# Bottom of brooders???



## EdisNiksic (Apr 1, 2013)

Wat should i do about bedding and what the bottom of my new brooders should be. I have seen other people have a plain wire bottom. Do young young little chicks do ok with the wire bottom. If so how small should the holes be.


----------



## cluck_and_quack (Mar 21, 2013)

EdisNiksic said:


> Wat should i do about bedding and what the bottom of my new brooders should be. I have seen other people have a plain wire bottom. Do young young little chicks do ok with the wire bottom. If so how small should the holes be.


We have wire bottom. It's 1/4 inch. Small enough so the day old chicks have no problem walking on it and the poo just falls right through with no issue. The bottom tray pulls out for easy cleanup. It is really a personal preference. I have 3 kids and run a small daycare so I know for me the time needed to clean out shavings and replace them an make sure we always had enough in the house was a lot for me. It takes seconds to pull the tray out and spray it. Do what makes you most comfortable.


----------



## Pathfindersfarm (Sep 6, 2012)

Here's the thing about chickens: you can go fancy, or you can go simple, or anything in-between. You can start chicks on shavings, but if you do, be sure to put down some paper towel over it for the first week or so, as chicks will try to eat shavings at first. Do not use newspaper as it is too slick and doesn't provide good footing. 

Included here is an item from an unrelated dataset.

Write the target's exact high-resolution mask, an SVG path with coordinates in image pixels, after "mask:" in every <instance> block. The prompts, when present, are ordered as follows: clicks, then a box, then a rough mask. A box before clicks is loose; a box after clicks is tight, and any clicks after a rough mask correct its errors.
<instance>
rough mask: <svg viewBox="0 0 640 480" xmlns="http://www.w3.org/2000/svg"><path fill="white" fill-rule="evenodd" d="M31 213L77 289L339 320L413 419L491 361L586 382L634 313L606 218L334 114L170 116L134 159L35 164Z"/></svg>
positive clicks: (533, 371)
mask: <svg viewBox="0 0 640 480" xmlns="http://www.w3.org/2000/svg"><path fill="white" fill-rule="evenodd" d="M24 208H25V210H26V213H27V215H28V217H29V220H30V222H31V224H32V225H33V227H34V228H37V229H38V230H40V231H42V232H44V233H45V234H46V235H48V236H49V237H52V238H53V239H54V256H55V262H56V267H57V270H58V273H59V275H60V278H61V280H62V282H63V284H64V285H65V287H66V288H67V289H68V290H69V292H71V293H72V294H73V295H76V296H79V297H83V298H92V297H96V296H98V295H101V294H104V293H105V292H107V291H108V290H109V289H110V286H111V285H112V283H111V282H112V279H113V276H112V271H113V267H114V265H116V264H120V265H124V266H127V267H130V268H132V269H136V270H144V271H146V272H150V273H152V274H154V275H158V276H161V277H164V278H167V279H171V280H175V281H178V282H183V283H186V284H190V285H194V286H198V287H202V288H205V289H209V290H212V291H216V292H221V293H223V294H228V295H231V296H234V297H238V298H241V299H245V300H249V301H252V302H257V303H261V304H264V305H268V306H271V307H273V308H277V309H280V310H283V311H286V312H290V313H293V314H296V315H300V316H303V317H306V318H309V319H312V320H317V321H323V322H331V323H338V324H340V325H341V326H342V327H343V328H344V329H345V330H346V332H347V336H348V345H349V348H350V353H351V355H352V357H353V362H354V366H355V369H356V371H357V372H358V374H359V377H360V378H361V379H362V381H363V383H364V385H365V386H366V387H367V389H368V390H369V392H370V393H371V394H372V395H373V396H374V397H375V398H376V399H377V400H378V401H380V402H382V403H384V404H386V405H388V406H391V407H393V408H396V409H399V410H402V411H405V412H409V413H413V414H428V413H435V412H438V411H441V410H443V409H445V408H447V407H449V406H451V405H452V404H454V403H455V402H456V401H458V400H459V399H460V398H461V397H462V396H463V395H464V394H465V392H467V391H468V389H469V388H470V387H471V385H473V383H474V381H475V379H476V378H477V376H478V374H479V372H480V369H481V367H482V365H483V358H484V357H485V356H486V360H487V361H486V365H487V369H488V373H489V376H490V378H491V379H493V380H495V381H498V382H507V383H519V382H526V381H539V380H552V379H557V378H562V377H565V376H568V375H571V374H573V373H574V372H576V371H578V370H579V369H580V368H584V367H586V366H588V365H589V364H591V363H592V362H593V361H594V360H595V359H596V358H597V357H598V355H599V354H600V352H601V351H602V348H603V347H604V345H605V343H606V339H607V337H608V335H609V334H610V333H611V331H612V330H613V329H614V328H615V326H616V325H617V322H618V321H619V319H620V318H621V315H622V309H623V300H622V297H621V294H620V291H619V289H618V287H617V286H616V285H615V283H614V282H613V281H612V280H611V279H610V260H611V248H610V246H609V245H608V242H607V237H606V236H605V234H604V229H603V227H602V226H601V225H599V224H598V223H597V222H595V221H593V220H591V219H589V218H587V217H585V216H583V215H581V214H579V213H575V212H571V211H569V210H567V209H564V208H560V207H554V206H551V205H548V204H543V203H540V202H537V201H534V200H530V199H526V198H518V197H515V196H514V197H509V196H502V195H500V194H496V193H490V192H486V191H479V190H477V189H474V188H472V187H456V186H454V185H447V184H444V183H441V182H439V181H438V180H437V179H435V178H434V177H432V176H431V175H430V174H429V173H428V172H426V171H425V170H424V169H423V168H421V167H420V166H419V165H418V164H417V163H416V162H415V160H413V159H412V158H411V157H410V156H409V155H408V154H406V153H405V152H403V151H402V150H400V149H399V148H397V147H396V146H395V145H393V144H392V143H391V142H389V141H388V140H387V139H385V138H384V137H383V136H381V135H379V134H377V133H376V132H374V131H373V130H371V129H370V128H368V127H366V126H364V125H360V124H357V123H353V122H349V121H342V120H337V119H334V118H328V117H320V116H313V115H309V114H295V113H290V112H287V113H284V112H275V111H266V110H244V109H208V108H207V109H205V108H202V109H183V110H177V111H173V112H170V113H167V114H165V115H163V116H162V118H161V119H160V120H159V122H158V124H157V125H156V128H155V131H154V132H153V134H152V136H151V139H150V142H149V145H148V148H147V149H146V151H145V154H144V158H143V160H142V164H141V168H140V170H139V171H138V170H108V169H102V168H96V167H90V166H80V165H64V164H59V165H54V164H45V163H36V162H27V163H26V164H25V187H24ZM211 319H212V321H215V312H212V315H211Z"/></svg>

If you're going to use wire, I still recommend paper towel over it for the first day or two. I've had smaller chicks get stuck in the wire by their hocks, and if you don't pay strict attention you won't see it right away. So small gauge wire, covered with paper towel at first works too. 

But bear in mind wire is expensive. You can just use a big cardboard box for chicks, I have my local furniture store save me their big boxes every year and use those, then just throw them on the burn pile at the end of the spring, or compost it if you have a compost pile. Easy peasy lemon squeasy!


----------



## EdisNiksic (Apr 1, 2013)

I'll do the wire bottom. I am try to make it nice and perfect and fuctional the first time and not have to do it a second time. I am going to use my old coop for chicks by building brooders against the wall and once they are young pullets and cockerals i will let them use the rest of the coop. Then when they are older i will let them in with the older chickens in the new coop


----------



## cluck_and_quack (Mar 21, 2013)

EdisNiksic said:


> I'll do the wire bottom. I am try to make it nice and perfect and fuctional the first time and not have to do it a second time. I am going to use my old coop for chicks by building brooders against the wall and once they are young pullets and cockerals i will let them use the rest of the coop. Then when they are older i will let them in with the older chickens in the new coop


Sounds like you have a good plan! Good luck!!!


----------